Madly in love, they have their work and each other. However, when Owen introduces Polly to Black Box, a mysterious new technology to help her ‘relax’, everything changes.
As Polly soon discovers, time flies when you use Black Box, beautifully voiced by Victoria Liddelle, and time is something she finds herself spending a lot of in her new virtual world.
Set in a future where citizens are chipped and required to ‘update their data’ regularly for fear of being scanned, Girl In The Machine warns of the dangers of surreptitious thought control and surveillance - after all, every ping of your phone or tablet is already just another dopamine hit.

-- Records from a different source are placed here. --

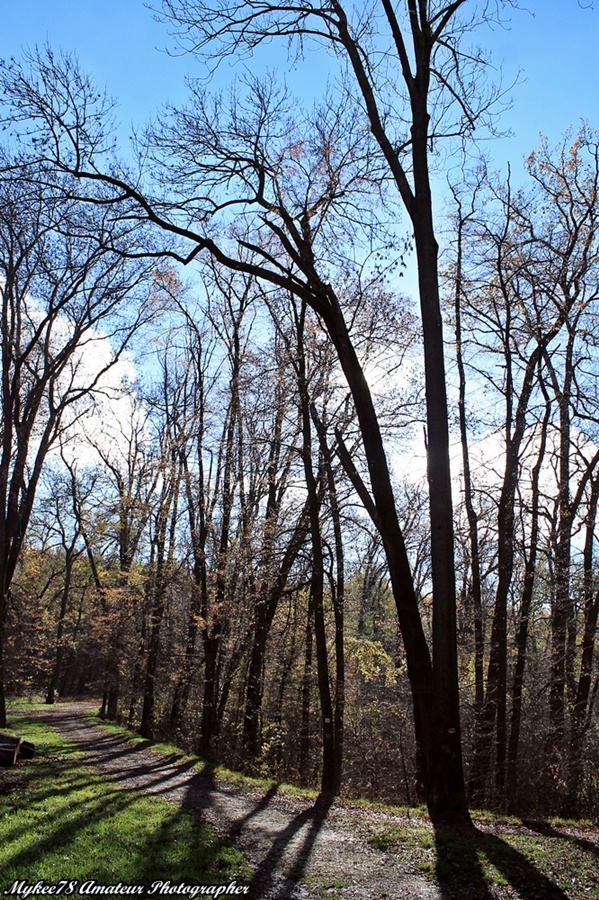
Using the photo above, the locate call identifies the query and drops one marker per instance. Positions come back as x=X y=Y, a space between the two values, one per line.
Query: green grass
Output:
x=60 y=820
x=511 y=863
x=221 y=774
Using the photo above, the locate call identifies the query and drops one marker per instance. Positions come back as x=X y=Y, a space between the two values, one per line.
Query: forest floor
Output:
x=300 y=849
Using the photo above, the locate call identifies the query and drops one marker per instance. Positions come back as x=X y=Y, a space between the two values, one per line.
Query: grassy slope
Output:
x=60 y=820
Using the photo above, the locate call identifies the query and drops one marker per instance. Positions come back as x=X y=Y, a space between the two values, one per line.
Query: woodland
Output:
x=255 y=496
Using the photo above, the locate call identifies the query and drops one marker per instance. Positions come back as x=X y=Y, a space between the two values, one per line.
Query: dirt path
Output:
x=297 y=851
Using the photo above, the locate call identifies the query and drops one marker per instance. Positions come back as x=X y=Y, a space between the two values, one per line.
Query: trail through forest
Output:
x=285 y=840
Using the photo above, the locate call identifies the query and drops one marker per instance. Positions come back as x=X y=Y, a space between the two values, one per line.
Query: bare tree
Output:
x=62 y=295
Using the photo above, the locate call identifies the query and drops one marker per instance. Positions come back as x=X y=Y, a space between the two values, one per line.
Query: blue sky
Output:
x=555 y=46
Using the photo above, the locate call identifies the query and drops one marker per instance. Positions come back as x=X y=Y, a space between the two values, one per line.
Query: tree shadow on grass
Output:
x=460 y=871
x=294 y=838
x=174 y=846
x=548 y=830
x=265 y=879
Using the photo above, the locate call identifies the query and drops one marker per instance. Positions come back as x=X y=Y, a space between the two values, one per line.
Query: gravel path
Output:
x=290 y=844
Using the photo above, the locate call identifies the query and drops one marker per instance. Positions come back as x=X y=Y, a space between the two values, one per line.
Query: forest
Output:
x=258 y=495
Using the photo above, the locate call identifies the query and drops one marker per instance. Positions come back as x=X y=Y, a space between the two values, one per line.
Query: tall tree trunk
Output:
x=524 y=615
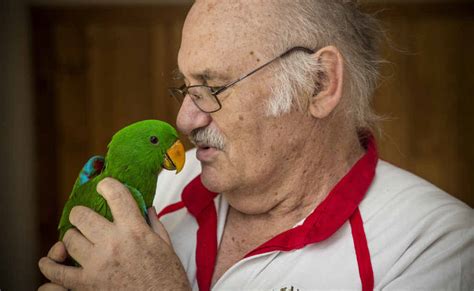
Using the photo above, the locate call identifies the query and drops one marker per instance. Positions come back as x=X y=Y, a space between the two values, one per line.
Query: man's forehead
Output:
x=220 y=35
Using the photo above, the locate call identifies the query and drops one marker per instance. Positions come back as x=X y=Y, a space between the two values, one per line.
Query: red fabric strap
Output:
x=200 y=203
x=362 y=251
x=171 y=208
x=340 y=205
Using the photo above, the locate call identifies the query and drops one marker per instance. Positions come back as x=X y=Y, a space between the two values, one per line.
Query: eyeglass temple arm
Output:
x=297 y=48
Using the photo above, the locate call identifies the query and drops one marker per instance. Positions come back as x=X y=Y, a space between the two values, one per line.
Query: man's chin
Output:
x=211 y=181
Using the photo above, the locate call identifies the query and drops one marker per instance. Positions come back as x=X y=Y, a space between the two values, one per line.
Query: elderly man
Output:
x=288 y=191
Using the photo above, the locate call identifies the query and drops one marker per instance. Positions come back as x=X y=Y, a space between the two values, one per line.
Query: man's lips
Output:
x=206 y=153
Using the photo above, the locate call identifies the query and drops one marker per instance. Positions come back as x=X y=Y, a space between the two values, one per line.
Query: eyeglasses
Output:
x=205 y=97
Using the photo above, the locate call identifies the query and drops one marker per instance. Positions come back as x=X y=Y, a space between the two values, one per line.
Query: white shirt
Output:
x=402 y=233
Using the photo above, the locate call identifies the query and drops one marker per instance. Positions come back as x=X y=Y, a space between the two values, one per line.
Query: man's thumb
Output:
x=157 y=226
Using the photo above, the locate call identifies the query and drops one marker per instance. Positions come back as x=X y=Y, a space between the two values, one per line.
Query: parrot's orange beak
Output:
x=175 y=157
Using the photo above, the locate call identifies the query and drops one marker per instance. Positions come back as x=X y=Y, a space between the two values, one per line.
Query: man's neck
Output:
x=298 y=189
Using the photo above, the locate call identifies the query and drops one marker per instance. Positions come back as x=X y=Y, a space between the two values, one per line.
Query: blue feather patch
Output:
x=91 y=169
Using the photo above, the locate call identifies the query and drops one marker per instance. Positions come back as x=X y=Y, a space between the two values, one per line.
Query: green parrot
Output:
x=136 y=154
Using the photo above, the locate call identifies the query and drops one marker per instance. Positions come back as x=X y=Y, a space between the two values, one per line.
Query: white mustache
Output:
x=207 y=137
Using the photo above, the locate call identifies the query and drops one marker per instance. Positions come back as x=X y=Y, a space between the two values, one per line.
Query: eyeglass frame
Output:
x=214 y=91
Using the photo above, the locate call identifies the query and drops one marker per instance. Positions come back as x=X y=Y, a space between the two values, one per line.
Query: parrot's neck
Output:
x=138 y=178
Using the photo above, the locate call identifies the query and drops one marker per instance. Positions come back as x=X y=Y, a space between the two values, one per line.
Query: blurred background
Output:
x=73 y=72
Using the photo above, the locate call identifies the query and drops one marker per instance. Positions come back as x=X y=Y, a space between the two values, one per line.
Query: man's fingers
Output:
x=77 y=245
x=158 y=226
x=51 y=287
x=69 y=277
x=121 y=203
x=91 y=224
x=58 y=252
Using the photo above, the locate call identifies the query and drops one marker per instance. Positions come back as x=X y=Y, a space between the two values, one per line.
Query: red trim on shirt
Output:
x=338 y=207
x=200 y=203
x=171 y=208
x=362 y=251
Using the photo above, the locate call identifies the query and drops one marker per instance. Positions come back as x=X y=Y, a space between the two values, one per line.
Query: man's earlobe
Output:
x=329 y=83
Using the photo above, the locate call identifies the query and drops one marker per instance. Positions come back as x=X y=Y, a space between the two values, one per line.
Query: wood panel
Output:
x=425 y=95
x=97 y=70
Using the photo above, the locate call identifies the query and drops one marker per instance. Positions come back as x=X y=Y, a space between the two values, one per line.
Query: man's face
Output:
x=220 y=43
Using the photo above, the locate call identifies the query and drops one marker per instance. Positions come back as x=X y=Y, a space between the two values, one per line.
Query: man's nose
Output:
x=191 y=117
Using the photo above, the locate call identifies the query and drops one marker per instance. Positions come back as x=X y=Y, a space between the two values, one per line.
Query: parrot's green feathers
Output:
x=136 y=154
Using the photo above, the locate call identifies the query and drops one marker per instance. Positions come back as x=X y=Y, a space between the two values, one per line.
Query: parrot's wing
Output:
x=137 y=195
x=93 y=168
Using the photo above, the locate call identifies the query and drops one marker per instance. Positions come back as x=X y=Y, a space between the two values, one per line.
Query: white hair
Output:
x=316 y=24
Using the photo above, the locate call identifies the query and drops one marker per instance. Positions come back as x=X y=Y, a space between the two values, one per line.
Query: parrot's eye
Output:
x=154 y=140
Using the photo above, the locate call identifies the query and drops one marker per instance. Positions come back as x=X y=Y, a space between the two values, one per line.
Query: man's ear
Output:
x=328 y=90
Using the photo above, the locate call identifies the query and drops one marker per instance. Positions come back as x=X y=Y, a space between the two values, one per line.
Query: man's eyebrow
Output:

Yet despite its futuristic talk of robot nurses, citizen riots and mass funeral pyres, Smith’s play owes much to the armchair thrillers and TV plays loved by generations past.
At 75 minutes long, it wouldn’t be out of place as an episode of The Outer Limits or Tales of the Unexpected.
It’s a sinister story of love and addiction that revisits age old themes whilst thrusting them into a dystopian digital future in which the very essence of humanity, the human spirit, can be uploaded to ensure immortality.
It’s a popular concept that has been explored before, but here, thanks to Smith’s cut to the chase dialogue, the horrors of what that could ultimately entail is a far more viscerally realised.
As cracks appear in Polly and Owen’s relationship, Michael Dylan and Rosalind Sydney spar ever more.
Dylan’s Owen is a passionate, frustrated, and optimistically loving creation that is hard not empathise with as he fights to maintain control of his life and love, a distracted and distant Polly, played with driven focus by Sydney.
Orla O’Loughlin’s snappy, and at times quirky direction, ensures the pace seldom falters.
A new piece of writing then, one that offers an hour and a quarter of theatrical bliss.